If not, then just buy the VBAL over at TDDI with your existing monies and sell the mutual fund over at RBC (no fee for selling as per their recent upgraded term) "at leisure".


----------



## AltaRed (Jun 8, 2009)

An easier way than writing stupid cheques is to deposit the proceeds into the RBC chequing account and then do a Bill Payment from that chequing account to the TDDI investment account. I don't know of any "bank" that does not allow their Bill Payment system to set up an investment account in Canada as a Payee.


----------



## scorpion_ca (Nov 3, 2014)

RBC will charge you a transfer out fee once you close the account and TDDI may not cover it if you deposit a cheque. I would do the following -


Sell the fund and keep the cash in RBC
Initiate the transfer through TDDI
Once you get the RBC statement of transfer out fee, submit it to TDDI for reimbursement


----------



## AltaRed (Jun 8, 2009)

scorpion_ca said:


> RBC will charge you a transfer out fee once you close the account and TDDI may not cover it if you deposit a cheque. I would do the following -
> 
> 
> Sell the fund and keep the cash in RBC
> ...


Are you sure about that? The OP didn't say anything about a RBC Direct Investing account. I have assumed (maybe incorrectly) this could be a mutual fund held with the Asset Management group within the branch operation itself. There should be no account closing fee.by selling the fund in RBC and depositing the cash into the OP's chequing account. Nor did the OP say this is the only asset held at RBC.

If it is indeed a RBC DI account, then I agree with you to follow the steps you articulate.


----------



## kalie (Jun 19, 2021)

AltaRed said:


> Are you sure about that? The OP didn't say anything about a RBC Direct Investing account. I have assumed (maybe incorrectly) this could be a mutual fund held with the Asset Management group within the branch operation itself. There should be no account closing fee.by selling the fund in RBC and depositing the cash into the OP's chequing account. Nor did the OP say this is the only asset held at RBC.
> 
> If it is indeed a RBC DI account, then I agree with you to follow the steps you articulate.

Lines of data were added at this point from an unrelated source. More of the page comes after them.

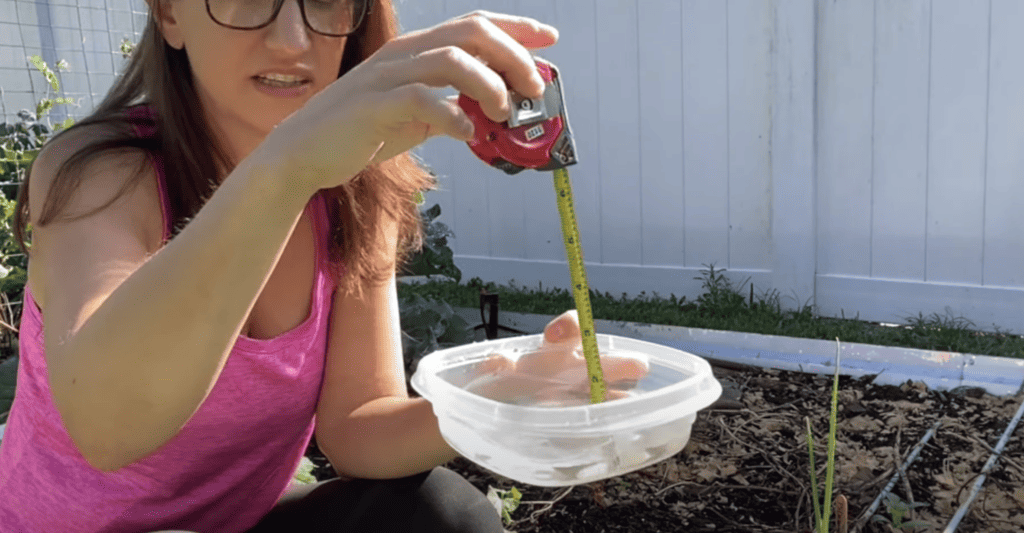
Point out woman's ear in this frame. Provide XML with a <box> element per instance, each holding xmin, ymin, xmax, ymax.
<box><xmin>145</xmin><ymin>0</ymin><xmax>185</xmax><ymax>50</ymax></box>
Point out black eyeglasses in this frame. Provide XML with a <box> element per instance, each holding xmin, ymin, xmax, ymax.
<box><xmin>206</xmin><ymin>0</ymin><xmax>371</xmax><ymax>37</ymax></box>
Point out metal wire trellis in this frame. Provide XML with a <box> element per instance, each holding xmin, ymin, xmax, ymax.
<box><xmin>0</xmin><ymin>0</ymin><xmax>147</xmax><ymax>123</ymax></box>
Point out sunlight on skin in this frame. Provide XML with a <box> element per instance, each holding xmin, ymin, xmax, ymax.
<box><xmin>465</xmin><ymin>309</ymin><xmax>648</xmax><ymax>404</ymax></box>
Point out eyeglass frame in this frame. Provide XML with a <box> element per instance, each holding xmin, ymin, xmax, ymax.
<box><xmin>206</xmin><ymin>0</ymin><xmax>374</xmax><ymax>37</ymax></box>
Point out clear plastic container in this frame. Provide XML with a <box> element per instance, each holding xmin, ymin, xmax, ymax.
<box><xmin>412</xmin><ymin>335</ymin><xmax>722</xmax><ymax>487</ymax></box>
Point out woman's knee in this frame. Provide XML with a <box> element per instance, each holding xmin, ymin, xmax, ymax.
<box><xmin>415</xmin><ymin>467</ymin><xmax>504</xmax><ymax>533</ymax></box>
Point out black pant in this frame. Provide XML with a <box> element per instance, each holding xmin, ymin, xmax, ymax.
<box><xmin>248</xmin><ymin>467</ymin><xmax>504</xmax><ymax>533</ymax></box>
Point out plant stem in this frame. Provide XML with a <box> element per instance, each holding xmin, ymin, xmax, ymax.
<box><xmin>804</xmin><ymin>416</ymin><xmax>821</xmax><ymax>532</ymax></box>
<box><xmin>821</xmin><ymin>337</ymin><xmax>843</xmax><ymax>533</ymax></box>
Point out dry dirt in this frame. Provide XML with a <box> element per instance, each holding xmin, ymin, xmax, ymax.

That is correct. It is held with the bank, no direct investing. Phew, I did not think there would be transfer out fees in this cast.


----------



## kalie (Jun 19, 2021)

scorpion_ca said:


> RBC will charge you a transfer out fee once you close the account and TDDI may not cover it if you deposit a cheque. I would do the following -
> 
> 
> Sell the fund and keep the cash in RBC
> ...


There was a transfer out fee when I help RSP at RBC, but don’t think there will be as it is held with the bank, and not a self directed account.


----------



## kalie (Jun 19, 2021)

Beaver101 said:


> Are you reliant on that funds from the mutual funds sale in order to buy VBAL over at TDDI? If so, then what you've proposed + J4B's post make sense.
> 
> If not, then just buy the VBAL over at TDDI with your existing monies and sell the mutual fund over at RBC (no fee for selling as per their recent upgraded term) "at leisure".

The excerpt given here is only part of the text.